DNA

A Brief History of Everyone Who Ever Lived: DNA, individuals, and species

British geneticist Adam Rutherford is one of the country’s great science communicators, an alumnus of Nature whose work we’ve celebrated here for many years; with his second book, A Brief History of Everyone Who Ever Lived, Rutherford reveals how the century’s astounding advances in genetic science reveal just how little we understand about our genes — and how our ideas about race and heredity are antiquated superstitions that reflect our biases more than our DNA.

At its worst, scientific debunking can be a kind of grim and humourless exercise in which a distinguished scientist explains how you’ve got it all wrong and scientists really know very little about a subject that you thought they’d had nailed down, and you should really be couching all your statements about the truth of the world in so many caveats that no statements can be discerned. That’s not Rutherford’s style.

Rutherford is one of the most sprightly and delightful science communicators in the field, a writer who uses footnotes for comic relief with skill not seen since the heyday of Douglas Adams, whose delight in language is matched by a wonder for the things science does teach us, who uses that delight to shine a glorious light on marvels even as he pitilessly illuminates the often harmful bullshit that the public has been told to believe about what genetics says about them.

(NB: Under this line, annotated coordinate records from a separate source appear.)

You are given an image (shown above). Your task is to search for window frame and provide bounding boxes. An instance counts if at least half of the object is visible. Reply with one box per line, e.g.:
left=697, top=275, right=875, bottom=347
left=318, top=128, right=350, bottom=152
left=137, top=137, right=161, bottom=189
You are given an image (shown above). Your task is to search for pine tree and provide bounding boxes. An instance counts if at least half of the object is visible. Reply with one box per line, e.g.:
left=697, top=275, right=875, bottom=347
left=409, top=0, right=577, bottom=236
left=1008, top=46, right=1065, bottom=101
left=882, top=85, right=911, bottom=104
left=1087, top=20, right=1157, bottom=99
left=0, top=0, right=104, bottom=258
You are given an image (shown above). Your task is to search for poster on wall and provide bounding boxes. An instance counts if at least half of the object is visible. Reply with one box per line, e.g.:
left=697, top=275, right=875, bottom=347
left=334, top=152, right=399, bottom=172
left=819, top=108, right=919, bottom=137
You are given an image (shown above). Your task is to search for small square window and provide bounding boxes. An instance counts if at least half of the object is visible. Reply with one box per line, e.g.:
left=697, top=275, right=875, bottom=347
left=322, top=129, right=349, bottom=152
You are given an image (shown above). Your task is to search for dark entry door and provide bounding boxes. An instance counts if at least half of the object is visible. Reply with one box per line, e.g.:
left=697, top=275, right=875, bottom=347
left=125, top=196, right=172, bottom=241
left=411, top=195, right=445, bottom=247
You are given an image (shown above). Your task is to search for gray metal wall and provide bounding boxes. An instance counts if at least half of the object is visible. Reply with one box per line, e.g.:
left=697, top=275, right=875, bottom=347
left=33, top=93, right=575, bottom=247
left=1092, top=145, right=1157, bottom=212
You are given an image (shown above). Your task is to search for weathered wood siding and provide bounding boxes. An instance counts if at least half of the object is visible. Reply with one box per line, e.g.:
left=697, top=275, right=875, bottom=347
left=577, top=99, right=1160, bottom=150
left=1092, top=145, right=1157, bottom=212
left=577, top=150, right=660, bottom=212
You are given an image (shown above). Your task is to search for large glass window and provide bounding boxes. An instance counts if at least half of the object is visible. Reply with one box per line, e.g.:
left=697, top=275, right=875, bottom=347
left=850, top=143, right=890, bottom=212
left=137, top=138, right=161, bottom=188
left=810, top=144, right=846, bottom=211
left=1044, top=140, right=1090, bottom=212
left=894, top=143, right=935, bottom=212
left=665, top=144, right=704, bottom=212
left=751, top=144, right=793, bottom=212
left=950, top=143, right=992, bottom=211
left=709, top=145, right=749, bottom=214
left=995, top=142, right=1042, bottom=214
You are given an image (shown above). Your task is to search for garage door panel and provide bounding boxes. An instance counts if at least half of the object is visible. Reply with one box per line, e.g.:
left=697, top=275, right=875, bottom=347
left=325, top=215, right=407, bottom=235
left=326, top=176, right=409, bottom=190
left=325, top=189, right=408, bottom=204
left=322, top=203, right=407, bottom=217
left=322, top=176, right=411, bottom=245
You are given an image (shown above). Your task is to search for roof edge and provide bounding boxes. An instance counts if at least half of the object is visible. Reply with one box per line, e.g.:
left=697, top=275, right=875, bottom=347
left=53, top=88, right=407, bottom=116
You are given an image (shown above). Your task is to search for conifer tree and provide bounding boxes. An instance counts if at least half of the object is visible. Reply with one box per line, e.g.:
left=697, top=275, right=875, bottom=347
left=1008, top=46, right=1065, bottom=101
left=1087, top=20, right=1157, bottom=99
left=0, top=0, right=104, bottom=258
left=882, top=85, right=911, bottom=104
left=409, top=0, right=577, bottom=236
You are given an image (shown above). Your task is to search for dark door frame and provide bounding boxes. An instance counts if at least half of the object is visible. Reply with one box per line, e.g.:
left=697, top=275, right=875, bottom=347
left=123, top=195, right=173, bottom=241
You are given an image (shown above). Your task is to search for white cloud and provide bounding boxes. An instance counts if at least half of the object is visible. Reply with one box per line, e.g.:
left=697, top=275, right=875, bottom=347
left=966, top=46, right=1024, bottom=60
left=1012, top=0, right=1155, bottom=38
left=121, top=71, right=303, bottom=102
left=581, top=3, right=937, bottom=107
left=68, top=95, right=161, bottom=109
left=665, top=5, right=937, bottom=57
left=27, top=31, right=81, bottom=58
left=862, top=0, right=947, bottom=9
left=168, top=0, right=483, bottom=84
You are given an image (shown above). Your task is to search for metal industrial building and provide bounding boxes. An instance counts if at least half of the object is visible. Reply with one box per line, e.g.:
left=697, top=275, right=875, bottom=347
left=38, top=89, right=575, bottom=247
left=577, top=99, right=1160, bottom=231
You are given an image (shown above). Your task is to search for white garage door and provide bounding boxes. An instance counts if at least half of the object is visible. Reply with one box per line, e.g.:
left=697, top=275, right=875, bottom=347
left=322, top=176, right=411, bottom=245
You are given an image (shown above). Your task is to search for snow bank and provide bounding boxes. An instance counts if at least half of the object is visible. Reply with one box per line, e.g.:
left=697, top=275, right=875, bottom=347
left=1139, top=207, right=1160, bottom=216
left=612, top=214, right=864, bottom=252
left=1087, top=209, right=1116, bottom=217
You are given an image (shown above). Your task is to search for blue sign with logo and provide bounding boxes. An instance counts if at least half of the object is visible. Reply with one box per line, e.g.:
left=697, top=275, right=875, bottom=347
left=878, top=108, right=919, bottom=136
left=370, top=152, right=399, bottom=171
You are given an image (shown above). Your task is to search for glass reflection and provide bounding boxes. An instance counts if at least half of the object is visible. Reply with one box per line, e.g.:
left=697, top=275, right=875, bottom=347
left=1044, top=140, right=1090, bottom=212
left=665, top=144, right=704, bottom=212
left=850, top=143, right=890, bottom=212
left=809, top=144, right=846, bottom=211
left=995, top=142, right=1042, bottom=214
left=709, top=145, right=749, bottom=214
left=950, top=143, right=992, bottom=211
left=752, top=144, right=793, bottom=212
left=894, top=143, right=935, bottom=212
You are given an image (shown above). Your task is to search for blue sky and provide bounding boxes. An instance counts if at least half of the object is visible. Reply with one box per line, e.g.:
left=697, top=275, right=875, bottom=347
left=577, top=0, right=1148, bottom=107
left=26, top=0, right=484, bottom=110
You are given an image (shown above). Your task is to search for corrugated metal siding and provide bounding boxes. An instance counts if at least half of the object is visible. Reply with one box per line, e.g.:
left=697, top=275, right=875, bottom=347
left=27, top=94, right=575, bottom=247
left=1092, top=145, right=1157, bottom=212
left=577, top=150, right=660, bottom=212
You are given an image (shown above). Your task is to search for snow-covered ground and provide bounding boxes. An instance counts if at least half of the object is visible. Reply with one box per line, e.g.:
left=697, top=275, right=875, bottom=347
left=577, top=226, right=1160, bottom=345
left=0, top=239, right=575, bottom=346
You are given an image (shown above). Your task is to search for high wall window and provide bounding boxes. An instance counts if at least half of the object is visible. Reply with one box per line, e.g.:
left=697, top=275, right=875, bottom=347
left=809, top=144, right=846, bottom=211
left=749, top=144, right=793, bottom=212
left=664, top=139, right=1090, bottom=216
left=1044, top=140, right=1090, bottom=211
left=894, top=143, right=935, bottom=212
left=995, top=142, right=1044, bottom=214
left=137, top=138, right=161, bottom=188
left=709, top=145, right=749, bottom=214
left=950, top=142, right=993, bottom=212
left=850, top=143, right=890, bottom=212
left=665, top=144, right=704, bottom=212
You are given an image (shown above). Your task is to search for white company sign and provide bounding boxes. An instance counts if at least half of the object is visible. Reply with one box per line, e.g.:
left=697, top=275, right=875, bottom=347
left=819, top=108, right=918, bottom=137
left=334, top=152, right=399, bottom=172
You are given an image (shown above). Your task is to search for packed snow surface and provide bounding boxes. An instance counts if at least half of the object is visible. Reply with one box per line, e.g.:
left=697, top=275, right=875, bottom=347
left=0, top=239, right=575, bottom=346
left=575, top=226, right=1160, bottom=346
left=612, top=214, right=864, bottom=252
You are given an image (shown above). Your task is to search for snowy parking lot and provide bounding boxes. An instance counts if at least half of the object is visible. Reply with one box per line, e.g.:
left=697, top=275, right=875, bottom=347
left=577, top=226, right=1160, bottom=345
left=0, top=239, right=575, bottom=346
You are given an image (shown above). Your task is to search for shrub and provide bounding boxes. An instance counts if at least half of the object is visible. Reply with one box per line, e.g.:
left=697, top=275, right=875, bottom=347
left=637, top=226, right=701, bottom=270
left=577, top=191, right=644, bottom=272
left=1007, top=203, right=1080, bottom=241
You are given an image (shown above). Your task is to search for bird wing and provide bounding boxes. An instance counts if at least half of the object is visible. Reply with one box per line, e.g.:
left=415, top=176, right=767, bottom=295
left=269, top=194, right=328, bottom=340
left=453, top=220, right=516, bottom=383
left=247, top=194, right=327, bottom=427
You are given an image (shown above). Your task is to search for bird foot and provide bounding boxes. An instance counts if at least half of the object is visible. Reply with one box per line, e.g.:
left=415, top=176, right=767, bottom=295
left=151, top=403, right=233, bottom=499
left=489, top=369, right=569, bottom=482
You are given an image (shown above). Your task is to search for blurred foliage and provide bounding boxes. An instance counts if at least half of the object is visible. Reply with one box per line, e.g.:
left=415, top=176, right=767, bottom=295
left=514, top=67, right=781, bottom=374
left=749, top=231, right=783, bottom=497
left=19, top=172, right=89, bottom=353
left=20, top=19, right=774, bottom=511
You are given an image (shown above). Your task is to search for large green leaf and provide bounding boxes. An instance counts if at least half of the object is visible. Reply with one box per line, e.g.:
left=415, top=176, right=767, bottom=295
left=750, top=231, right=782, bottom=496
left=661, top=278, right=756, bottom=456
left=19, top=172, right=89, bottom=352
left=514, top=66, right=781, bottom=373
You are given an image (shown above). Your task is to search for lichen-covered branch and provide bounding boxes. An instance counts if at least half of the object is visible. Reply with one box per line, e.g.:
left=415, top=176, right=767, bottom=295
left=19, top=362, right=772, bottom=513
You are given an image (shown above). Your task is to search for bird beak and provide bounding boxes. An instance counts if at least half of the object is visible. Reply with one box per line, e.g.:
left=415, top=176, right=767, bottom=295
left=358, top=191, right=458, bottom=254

Rutherford’s thesis is that the more we learn about our genome, the more we learn about ourselves as a species — and the less we can know about ourselves as individuals. Population-wide genetic sequencing reveals truths about how closely related we all are (we’re all cousins, and much closer ones than you probably suspect), how little our alleged “race” predicts about us, and how much of what we think of as “heredity” is more complicated and weirder than we’ve been led to believe.

Brief History challenges our understanding of what a species is, and what our species is, as the extraction of genomes from living specimens and ancient fossils reveals that humans, neanderthals and other cousins co-existed for unimaginably long timescales, and crossed and re-crossed their DNA. Contrast this profligacy and its outcomes with the closely guarded, inbred “noble blood” of Europe’s royal houses, whose belief in their own genetic superiority led them to breeding experiments that produced insane, pain-wracked monarchs whose reigns were marred by seizures, delusions, and violent outbursts that only ended when the lines’ terminal specimens could no longer breed.

The upshot of all this is that those 23-and-me-style genetic “analyses” that you can send away for are fairy tales, describing genetic propensities that are more likely to be statistical ghosts than real phenomena, and family histories that rely on categories (“Germanic,” say) that have no objective basis in reality.

But while your individual sequence won’t tell you much about who you are and where you came from, these corpuses — especially the public interest ones gathered by research scientists and not private, woo-peddling companies — are revealing an astonishingly detailed picture of humanity’s pre-history.

Genetics and heredity have a checkered past: at its best, our study of DNA has given us breakthroughs in fighting disease, breeding better crops, and learning about our common destiny. At its worst, it has provided demagogues with scientific cover for racist rhetoric and violence. As a new era of data-driven genomics dawns, Rutherford is determined to rescue it from being turned to evil ends and elevate it to a pedestal from which it can teach us how much we all share with one another.